Pair Corralation between Basic Materials and Inverse Sp

Assuming the 90 days horizon Basic Materials is expected to generate 1.04 times less return on investment than Inverse Sp. In addition to that, Basic Materials is 1.06 times more volatile than Inverse Sp 500. It trades about 0.08 of its total potential returns per unit of risk. Inverse Sp 500 is currently generating about 0.08 per unit of volatility. If you would invest  9,940  in Inverse Sp 500 on December 29, 2024 and sell it today you would earn a total of  478.00  from holding Inverse Sp 500 or generate 4.81% return on investment over 90 days.
Time Period3 Months [change]
DirectionMoves Against 
StrengthInsignificant
Accuracy100.0%
ValuesDaily Returns

Basic Materials Fund  vs.  Inverse Sp 500

 Performance 
       Timeline  
Basic Materials 

Risk-Adjusted Performance

Modest

 
Weak
 
Strong
Compared to the overall equity markets, risk-adjusted returns on investments in Basic Materials Fund are ranked lower than 5 (%) of all funds and portfolios of funds over the last 90 days. In spite of fairly strong basic indicators, Basic Materials is not utilizing all of its potentials. The current stock price disturbance, may contribute to short-term losses for the investors.
Inverse Sp 500 

Risk-Adjusted Performance

Modest

 
Weak
 
Strong
Compared to the overall equity markets, risk-adjusted returns on investments in Inverse Sp 500 are ranked lower than 6 (%) of all funds and portfolios of funds over the last 90 days. In spite of fairly strong basic indicators, Inverse Sp is not utilizing all of its potentials. The current stock price disturbance, may contribute to short-term losses for the investors.

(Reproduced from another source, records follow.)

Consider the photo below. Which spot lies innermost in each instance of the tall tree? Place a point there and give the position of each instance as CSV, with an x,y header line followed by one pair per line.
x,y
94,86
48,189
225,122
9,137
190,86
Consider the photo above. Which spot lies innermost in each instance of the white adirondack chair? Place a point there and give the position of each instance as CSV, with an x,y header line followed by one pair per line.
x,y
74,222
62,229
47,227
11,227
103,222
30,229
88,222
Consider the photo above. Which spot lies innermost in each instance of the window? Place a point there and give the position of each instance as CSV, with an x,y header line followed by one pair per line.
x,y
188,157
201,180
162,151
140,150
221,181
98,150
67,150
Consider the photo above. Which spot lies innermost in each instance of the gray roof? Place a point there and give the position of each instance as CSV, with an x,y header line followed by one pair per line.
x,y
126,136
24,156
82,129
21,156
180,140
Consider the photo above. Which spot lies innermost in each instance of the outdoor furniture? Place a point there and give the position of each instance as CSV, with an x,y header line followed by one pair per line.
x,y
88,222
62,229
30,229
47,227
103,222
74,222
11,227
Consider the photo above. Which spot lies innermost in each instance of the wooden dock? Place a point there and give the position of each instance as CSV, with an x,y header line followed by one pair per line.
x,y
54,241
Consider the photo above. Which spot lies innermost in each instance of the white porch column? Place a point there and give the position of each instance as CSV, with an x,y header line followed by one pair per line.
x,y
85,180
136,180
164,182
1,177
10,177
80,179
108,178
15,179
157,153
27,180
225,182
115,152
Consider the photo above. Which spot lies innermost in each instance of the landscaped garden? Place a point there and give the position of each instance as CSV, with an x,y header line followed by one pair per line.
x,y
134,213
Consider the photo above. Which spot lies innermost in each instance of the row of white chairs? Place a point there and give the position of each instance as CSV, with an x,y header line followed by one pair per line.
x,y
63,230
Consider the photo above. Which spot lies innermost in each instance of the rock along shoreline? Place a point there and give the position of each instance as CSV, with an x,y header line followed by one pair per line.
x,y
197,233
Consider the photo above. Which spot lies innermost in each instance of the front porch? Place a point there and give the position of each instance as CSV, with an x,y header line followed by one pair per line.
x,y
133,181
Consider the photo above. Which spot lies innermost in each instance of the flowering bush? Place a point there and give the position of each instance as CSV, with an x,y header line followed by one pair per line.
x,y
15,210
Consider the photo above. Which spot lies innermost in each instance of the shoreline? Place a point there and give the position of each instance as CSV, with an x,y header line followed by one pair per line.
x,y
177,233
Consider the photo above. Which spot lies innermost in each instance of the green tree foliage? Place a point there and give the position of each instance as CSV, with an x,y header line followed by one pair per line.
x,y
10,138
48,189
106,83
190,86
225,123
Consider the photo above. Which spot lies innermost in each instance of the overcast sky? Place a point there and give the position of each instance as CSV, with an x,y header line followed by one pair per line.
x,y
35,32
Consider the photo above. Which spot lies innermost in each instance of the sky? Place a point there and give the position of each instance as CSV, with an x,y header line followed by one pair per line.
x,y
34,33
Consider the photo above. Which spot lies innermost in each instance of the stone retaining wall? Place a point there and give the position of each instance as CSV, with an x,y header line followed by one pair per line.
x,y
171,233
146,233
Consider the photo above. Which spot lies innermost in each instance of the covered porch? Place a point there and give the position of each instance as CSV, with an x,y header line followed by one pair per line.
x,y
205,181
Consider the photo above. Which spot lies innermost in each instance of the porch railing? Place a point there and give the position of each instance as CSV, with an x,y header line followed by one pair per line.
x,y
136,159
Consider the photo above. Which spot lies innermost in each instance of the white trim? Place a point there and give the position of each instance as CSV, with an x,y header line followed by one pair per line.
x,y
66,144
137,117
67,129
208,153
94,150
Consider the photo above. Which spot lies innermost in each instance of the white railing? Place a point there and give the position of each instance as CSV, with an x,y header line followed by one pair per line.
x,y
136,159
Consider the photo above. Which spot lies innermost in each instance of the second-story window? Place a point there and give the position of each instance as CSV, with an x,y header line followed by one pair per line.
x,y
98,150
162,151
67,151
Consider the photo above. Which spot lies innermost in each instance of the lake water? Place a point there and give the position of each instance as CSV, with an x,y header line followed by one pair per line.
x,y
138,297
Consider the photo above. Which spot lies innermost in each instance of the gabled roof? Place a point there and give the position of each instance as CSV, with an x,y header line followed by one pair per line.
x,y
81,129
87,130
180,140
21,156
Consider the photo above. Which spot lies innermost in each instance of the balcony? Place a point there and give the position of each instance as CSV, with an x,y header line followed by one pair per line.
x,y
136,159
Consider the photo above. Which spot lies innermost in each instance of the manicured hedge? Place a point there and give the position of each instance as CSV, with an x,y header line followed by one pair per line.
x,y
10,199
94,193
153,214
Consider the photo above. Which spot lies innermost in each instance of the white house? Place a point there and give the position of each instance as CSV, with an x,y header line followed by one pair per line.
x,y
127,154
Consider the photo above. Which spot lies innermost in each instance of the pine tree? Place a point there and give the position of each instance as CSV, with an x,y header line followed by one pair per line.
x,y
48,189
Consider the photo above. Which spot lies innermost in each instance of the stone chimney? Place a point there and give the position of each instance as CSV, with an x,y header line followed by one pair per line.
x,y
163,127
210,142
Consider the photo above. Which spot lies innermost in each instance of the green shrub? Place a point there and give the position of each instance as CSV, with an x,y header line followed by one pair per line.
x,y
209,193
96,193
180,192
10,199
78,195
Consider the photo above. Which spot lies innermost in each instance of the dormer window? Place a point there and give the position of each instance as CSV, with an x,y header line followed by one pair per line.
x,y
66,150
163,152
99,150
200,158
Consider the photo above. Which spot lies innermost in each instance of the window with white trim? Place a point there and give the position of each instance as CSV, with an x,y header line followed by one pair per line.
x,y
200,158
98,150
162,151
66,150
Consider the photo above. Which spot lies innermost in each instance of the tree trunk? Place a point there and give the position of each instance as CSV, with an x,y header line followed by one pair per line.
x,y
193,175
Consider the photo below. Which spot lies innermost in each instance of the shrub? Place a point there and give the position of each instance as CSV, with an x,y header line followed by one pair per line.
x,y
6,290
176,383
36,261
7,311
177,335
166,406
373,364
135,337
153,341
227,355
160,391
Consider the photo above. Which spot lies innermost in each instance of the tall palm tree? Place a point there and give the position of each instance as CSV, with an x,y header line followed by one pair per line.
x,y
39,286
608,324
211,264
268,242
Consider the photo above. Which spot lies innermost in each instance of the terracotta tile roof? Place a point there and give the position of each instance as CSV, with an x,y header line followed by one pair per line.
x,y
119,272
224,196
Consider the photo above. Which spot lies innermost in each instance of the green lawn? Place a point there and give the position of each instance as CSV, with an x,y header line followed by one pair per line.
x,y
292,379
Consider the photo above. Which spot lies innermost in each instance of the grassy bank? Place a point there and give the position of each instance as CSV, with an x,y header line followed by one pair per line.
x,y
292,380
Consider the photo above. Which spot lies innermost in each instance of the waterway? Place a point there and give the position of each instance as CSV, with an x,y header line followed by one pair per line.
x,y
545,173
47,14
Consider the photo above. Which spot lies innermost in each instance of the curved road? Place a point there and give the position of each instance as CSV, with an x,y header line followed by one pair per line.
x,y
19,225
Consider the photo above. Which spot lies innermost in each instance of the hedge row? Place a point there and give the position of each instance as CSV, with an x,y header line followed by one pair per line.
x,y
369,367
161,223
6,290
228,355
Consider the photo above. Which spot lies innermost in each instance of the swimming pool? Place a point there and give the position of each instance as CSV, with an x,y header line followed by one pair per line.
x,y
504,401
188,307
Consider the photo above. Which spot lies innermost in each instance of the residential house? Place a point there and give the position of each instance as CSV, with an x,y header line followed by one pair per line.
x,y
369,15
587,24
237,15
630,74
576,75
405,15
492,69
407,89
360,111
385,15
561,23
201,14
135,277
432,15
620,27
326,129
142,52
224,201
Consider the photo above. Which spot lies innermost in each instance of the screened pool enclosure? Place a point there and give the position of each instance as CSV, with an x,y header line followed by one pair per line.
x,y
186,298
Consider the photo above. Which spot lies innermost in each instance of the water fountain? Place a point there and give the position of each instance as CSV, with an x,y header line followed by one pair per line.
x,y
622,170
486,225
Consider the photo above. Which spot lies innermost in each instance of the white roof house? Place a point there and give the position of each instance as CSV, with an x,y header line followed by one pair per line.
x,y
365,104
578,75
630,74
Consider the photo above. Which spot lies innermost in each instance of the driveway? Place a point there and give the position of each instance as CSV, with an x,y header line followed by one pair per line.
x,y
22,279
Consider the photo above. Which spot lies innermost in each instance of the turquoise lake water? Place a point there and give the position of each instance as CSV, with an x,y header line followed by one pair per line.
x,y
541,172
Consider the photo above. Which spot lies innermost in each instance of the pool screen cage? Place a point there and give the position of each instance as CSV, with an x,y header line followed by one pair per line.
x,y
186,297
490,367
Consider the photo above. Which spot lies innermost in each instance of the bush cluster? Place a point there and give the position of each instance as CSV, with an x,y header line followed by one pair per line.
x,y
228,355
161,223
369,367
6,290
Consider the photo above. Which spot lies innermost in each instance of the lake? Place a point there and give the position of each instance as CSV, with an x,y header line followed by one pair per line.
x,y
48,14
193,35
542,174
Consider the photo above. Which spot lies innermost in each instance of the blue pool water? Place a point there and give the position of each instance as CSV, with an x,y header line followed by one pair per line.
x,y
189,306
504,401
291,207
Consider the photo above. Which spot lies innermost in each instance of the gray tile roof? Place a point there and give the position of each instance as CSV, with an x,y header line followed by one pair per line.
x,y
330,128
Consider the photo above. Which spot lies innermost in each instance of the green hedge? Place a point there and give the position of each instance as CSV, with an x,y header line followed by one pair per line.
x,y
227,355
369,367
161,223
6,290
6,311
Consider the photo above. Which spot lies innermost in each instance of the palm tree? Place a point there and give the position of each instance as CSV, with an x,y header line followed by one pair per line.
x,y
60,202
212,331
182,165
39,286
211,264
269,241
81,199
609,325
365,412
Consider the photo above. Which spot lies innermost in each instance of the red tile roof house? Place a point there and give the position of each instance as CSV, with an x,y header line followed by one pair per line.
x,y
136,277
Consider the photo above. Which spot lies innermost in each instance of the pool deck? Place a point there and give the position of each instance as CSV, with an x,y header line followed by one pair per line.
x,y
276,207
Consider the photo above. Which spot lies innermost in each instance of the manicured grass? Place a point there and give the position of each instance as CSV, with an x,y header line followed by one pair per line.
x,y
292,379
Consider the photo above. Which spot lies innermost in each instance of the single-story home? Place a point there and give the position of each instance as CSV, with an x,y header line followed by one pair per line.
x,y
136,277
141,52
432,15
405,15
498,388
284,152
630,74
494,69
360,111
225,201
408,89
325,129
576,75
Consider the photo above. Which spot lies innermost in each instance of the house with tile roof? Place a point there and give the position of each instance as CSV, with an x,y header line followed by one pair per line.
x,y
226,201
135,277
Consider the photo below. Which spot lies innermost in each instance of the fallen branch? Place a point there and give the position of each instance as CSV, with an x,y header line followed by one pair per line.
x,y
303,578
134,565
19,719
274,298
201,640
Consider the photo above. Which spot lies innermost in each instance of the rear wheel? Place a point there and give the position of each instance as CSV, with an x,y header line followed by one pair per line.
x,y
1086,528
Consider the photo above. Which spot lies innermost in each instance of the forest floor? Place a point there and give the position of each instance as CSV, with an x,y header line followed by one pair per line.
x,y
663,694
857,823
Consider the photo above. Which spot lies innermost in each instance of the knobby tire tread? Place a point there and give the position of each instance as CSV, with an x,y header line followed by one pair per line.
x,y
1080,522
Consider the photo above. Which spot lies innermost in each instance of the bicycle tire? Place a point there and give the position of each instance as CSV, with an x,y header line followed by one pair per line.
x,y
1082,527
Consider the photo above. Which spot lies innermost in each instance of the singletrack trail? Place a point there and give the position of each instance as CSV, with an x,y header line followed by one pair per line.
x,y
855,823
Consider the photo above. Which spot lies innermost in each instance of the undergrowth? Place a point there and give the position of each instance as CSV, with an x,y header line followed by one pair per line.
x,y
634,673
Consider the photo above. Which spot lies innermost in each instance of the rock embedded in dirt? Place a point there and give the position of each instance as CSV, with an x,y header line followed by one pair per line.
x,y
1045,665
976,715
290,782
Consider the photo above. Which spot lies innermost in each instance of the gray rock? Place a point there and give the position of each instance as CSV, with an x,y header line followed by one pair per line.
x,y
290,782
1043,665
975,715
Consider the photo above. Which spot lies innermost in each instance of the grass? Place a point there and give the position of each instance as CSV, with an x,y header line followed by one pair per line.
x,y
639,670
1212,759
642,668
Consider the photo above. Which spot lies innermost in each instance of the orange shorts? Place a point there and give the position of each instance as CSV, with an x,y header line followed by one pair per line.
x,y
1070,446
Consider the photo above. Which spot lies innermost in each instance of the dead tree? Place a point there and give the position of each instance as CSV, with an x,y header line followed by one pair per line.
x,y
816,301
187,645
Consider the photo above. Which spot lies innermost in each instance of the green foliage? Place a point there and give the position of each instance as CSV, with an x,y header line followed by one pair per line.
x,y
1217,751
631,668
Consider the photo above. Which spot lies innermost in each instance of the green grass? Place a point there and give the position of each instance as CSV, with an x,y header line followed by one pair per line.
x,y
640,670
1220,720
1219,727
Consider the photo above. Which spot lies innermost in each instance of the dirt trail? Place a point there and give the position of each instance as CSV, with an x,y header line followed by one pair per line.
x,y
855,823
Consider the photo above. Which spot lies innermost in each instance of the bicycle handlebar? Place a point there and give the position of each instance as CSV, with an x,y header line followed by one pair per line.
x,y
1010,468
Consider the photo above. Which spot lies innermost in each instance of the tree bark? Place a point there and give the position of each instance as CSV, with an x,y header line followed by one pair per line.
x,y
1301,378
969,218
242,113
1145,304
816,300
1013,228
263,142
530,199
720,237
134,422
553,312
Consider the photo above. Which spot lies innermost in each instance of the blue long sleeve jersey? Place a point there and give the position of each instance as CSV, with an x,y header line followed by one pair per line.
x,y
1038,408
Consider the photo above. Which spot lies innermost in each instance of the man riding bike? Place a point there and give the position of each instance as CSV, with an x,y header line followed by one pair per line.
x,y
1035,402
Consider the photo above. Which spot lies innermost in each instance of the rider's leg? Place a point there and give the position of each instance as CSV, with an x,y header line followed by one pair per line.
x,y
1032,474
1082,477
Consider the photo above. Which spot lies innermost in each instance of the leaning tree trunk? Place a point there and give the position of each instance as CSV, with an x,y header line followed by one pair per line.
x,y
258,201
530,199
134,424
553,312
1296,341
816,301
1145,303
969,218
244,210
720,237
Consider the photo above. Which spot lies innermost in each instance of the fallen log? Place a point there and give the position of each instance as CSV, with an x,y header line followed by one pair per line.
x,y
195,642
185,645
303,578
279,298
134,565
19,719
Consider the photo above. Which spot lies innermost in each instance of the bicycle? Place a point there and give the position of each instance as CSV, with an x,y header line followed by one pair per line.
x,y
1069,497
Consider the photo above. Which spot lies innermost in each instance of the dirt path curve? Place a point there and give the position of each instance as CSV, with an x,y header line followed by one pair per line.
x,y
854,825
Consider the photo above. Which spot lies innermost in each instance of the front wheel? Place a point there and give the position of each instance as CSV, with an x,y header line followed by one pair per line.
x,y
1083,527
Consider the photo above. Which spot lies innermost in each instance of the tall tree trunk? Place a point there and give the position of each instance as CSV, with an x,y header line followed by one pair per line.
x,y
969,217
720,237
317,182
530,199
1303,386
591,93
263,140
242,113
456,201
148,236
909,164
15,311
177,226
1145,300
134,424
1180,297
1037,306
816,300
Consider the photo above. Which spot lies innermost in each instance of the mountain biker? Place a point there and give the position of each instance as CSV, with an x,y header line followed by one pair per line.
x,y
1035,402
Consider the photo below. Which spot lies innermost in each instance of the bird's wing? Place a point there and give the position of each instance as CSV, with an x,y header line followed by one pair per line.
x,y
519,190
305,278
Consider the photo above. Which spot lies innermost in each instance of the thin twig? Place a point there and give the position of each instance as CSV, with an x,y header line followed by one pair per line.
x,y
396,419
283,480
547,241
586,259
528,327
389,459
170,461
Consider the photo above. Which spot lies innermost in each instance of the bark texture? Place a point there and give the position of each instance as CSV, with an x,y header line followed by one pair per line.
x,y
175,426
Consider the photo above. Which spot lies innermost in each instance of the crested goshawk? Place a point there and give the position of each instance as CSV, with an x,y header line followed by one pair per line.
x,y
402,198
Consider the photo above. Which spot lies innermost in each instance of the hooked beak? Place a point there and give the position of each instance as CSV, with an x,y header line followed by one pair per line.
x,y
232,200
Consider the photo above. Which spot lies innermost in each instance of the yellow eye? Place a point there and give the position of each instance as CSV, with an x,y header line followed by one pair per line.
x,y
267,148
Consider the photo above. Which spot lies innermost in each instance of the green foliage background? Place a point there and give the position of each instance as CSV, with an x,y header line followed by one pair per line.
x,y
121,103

Basic Materials and Inverse Sp Volatility Contrast

   Predicted Return Density   
       Returns  

Pair Trading with Basic Materials and Inverse Sp

The main advantage of trading using opposite Basic Materials and Inverse Sp positions is that it hedges away some unsystematic risk. Because of two separate transactions, even if Basic Materials position performs unexpectedly, Inverse Sp can make up some of the losses. Pair trading also minimizes risk from directional movements in the market. For example, if an entire industry or sector drops because of unexpected headlines, the short position in Inverse Sp will offset losses from the drop in Inverse Sp's long position.
The idea behind Basic Materials Fund and Inverse Sp 500 pairs trading is to make the combined position market-neutral, meaning the overall market's direction will not affect its win or loss (or potential downside or upside). This can be achieved by designing a pairs trade with two highly correlated stocks or equities that operate in a similar space or sector, making it possible to obtain profits through simple and relatively low-risk investment.
Check out your portfolio center.
Note that this page's information should be used as a complementary analysis to find the right mix of equity instruments to add to your existing portfolios or create a brand new portfolio. You can also try the Portfolio Dashboard module to portfolio dashboard that provides centralized access to all your investments.